Mercato affollato. Da questi numeri discende anche la strategia di San Pellegrino, che sempre più vigorosamente sta puntando sulle esportazioni. Se il fatturato totale 2010 è ammontato a 917 milioni, in crescita del 4,5% sull’anno precedente, occorre pure rilevare che la quota derivante da vendite entro i confini nazionali è salita appena dello 0,4% (peraltro il settore delle bibite analcoliche ha perso volumi). Le esportazioni, invece, nel 2010 sono aumentate del 18% tant’è che l’amministratore delegato Agostini ne parla come del "motore dello sviluppo, dove fa premio la potenza del marchio e del made in Italy, soprattutto nel segmento dell’alta ristorazione. Stiamo pensando a mercati potenzialmente di enormi dimensioni come Cina, Brasile, Messico. E l’export è un driver anche per la redditività, posto che mantenere l’Ebit attorno all’11% dei ricavi è sempre più una sfida a fronte della compressione della marginalità in atto in Italia".
Considerazioni che sottoscrive pure Zoppas, il cui fatturato consolidato 2010 è consistito in 865 milioni, con un Ebitda pari a 140 milioni (indicatori entrambi stabili sul 2009). Ma sul totale i ricavi italiani valgono 510 milioni, il resto viene realizzato all’estero, ossia là dove più ampi sono gli spazi di crescita.

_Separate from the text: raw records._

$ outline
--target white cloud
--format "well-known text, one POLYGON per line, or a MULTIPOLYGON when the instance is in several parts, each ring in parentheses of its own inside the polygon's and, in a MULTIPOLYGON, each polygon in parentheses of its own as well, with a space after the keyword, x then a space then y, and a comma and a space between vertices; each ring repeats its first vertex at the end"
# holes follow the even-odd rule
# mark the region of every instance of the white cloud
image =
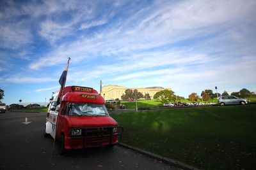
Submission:
POLYGON ((35 90, 34 92, 44 92, 44 91, 48 91, 48 90, 56 90, 60 88, 60 86, 56 86, 56 87, 48 87, 48 88, 44 88, 44 89, 39 89, 35 90))
POLYGON ((33 77, 10 77, 4 79, 4 81, 12 83, 42 83, 49 81, 56 81, 56 80, 51 78, 33 78, 33 77))

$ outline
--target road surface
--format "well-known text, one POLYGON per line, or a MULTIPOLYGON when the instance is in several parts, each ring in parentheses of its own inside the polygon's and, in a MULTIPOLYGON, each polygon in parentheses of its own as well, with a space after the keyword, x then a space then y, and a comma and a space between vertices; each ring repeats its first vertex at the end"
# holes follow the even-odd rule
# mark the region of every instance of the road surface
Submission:
POLYGON ((179 169, 115 146, 52 155, 53 139, 43 137, 46 113, 0 114, 1 169, 179 169), (28 124, 24 124, 28 118, 28 124))

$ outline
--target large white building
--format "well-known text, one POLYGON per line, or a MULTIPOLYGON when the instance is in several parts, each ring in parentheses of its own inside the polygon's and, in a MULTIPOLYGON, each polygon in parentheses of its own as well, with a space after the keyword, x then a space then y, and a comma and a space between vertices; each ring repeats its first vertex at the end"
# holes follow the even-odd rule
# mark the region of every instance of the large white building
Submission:
MULTIPOLYGON (((115 99, 118 98, 121 99, 121 96, 125 94, 125 90, 137 89, 139 92, 142 93, 144 96, 148 94, 150 99, 152 99, 155 94, 163 90, 172 90, 172 89, 164 89, 161 87, 140 87, 140 88, 127 88, 124 86, 118 86, 116 85, 109 85, 102 87, 101 96, 105 100, 115 99)), ((99 93, 100 92, 99 91, 99 93)))

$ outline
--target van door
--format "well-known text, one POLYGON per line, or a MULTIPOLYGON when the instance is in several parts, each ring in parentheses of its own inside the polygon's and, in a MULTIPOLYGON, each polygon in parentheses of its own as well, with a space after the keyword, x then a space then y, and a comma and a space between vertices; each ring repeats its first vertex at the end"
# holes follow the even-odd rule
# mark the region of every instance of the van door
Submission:
POLYGON ((58 138, 60 137, 61 134, 61 130, 66 129, 66 115, 67 115, 67 110, 68 103, 66 103, 64 104, 63 107, 61 108, 60 113, 59 113, 58 115, 58 128, 57 128, 57 135, 58 138))

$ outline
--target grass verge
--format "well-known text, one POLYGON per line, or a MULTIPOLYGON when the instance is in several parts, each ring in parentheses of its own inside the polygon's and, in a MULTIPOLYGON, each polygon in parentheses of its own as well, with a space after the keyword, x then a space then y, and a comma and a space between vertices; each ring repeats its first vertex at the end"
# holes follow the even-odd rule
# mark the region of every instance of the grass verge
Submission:
POLYGON ((202 169, 256 169, 256 105, 111 115, 122 143, 202 169))

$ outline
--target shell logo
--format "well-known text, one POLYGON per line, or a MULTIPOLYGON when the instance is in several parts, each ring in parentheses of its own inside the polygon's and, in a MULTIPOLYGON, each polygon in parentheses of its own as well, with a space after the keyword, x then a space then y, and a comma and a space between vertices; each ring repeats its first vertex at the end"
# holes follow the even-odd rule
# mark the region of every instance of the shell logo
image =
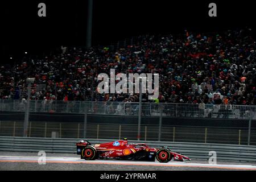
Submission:
POLYGON ((127 155, 131 154, 131 151, 129 149, 126 148, 123 150, 123 153, 125 155, 127 155))

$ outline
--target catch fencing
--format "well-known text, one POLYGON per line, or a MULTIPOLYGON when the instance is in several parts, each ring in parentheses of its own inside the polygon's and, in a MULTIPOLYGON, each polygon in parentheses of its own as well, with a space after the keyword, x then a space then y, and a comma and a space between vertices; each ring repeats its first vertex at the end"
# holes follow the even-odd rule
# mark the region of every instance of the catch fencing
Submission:
POLYGON ((256 145, 255 106, 142 103, 139 123, 137 102, 30 101, 29 110, 27 104, 0 100, 0 135, 256 145))

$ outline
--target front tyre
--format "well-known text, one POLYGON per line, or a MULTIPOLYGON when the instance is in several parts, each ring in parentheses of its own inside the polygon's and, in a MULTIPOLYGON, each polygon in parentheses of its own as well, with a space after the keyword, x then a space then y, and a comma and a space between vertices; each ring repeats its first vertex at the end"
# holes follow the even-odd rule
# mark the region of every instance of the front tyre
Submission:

"L’export è in aumento tendenziale da anni, costante sia pur lento, e molti imprenditori – considera Fortuna – hanno ben compreso che questa è una leva fondamentale di sviluppo del business. Parliamo di mercati nuovi e molto remunerativi perché disposti a riconoscere un premio sul prezzo in funzione del made in Italy e della qualità di un prodotto non sofisticabile. Ma è pure evidente che per aggredire gli Stati Uniti o la Cina, per esempio, occorrono una massa critica o una capacità finanziaria di cui sono dotati pochissimi player".
Crescere è necessario, difendere quanto raggiunto anche di più. E dunque, nelle parole di Fortuna e in vista del meeting di Napoli "occorre elaborare e condividere strategie per riaffermare il valore di questo prodotto tipicamente made in Italy e battere chi fa confusione e distrugge valore". L’allusione è di semplice interpretazione: in questione sono la cosiddetta "acqua del sindaco", la campagna marchiata Coop e, soprattutto, la diffusione di caraffe e brocche per filtrare l’acqua del rubinetto.
Secondo l’indagine promossa da Mineracqua, l’iniziativa della Coop e la promozione dell’acqua fornita dagli acquedotti pubblici non avrebbero spostato affatto i consumi dalla bottiglia al rubinetto. Nel mirino vi è piuttosto un altro obiettivo. Dinanzi alla crescita esponenziale delle vendite di caraffe e brocche, Fortuna parla di "propaganda superficiale e ingannevole" perché "il filtraggio presenta gravi anomalie" e "potrebbe configurare una frode ai danni del consumatore". Da questa tesi discende l’esposto denuncia presentato dinanzi al magistrato Raffaele Guariniello. Tra le accuse rientra pure il fatto che le caraffe non sono state autorizzate dal ministero della Salute. Ma la principale casa produttrice, la tedesca Brita, replica che dispone delle autorizzazioni ministeriali di Germania e Austria.